Lightfoot had visited McDonald’s headquarters and met with CEO Chris Kempczinski in April, the day after the fatal shooting of 7-year-old Jaslyn Adams, who died in a hail of bullets fired into her family’s car that was in a McDonald’s drive-thru lane. The child’s death came as the city was still mourning and outraged over the fatal shooting of 13-year-old Adam Toledo by a police officer.
In a text exchange recently made public, Kempczinski wrote to Lightfoot: “With both, the parents failed those kids, which I know is something you can’t say. Even harder to fix,” according to ABC Chicago station WLS-TV.
The comment sparked immediate backlash and accusations of racism and victim blaming.
Images shared to social media by the labor advocacy group Fight for 15 Chicago, which helped organize a protest on Wednesday, showed crowds of protestors descending on McDonald’s headquarters. Many of those marching were children.

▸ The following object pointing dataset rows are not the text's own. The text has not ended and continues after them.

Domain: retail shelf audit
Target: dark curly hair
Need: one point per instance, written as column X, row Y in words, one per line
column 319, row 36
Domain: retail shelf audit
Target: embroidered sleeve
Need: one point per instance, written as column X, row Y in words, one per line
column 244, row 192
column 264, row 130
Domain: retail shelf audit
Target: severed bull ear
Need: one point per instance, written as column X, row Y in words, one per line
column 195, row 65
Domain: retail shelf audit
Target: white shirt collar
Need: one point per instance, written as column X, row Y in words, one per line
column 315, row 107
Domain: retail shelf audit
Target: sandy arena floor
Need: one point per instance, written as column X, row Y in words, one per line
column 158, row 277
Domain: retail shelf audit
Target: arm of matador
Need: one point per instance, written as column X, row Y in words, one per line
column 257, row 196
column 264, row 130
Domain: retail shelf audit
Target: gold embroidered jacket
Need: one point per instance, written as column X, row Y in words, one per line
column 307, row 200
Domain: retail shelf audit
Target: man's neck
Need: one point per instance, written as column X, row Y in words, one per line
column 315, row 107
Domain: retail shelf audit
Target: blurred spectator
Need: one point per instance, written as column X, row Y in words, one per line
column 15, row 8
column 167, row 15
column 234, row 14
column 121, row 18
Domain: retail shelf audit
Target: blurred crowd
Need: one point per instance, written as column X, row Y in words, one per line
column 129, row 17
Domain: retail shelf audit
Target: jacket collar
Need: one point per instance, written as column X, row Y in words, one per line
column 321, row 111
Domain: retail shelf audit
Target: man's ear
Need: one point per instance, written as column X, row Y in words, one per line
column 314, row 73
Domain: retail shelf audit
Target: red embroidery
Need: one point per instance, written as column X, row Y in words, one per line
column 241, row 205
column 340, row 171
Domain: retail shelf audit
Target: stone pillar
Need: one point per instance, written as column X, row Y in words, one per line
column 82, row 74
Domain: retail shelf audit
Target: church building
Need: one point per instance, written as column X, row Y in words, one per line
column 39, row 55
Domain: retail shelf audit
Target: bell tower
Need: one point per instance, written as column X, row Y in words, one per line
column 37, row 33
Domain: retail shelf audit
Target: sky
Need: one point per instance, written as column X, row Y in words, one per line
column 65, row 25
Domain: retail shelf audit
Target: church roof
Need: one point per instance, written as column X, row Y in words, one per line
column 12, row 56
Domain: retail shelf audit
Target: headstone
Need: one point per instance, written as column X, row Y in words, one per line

“As the leader of the largest fast food corporation, Mr. Kempczinski has a responsibility to do much better for Black and Brown communities than add on to racist stereotypes,” Fight for 15 Chicago said in a Tweet.
Kempczinski acknowledged the text exchange in a note sent to McDonald’s U.S. corporate employees, which was viewed by ABC News.
“In the text exchange, I thanked Mayor Lightfoot for the visit and reflected on our conversation about the recent tragedies, commenting that ‘the parents failed those kids,'” the CEO wrote. “When I wrote this, I was thinking through my lens as a parent and reacted viscerally.”
“But I have not walked in the shoes of Adam’s or Jaslyn’s family and so many others who are facing a very different reality,” Kempczinski added. “Not taking the time to think about this from their viewpoint was wrong, and lacked the empathy and compassion I feel for these families. This is a lesson that I will carry with me.”
Kempczinksi lamented the “senseless surge in gun violence that is affecting so many children,” adding that, “it is also clear to me that everyone has a role to play.”
“Quite simply, it is on all of us to do better for the children of our communities,” the CEO stated, saying he was committed to working with civic leaders and elected officials to “understand what that means for McDonald’s.”
Lightfoot did not immediately respond to ABC News’ request for comment Thursday, but a spokesperson for the mayor told told WLS-TV: “Victim shaming has no place in this conversation.”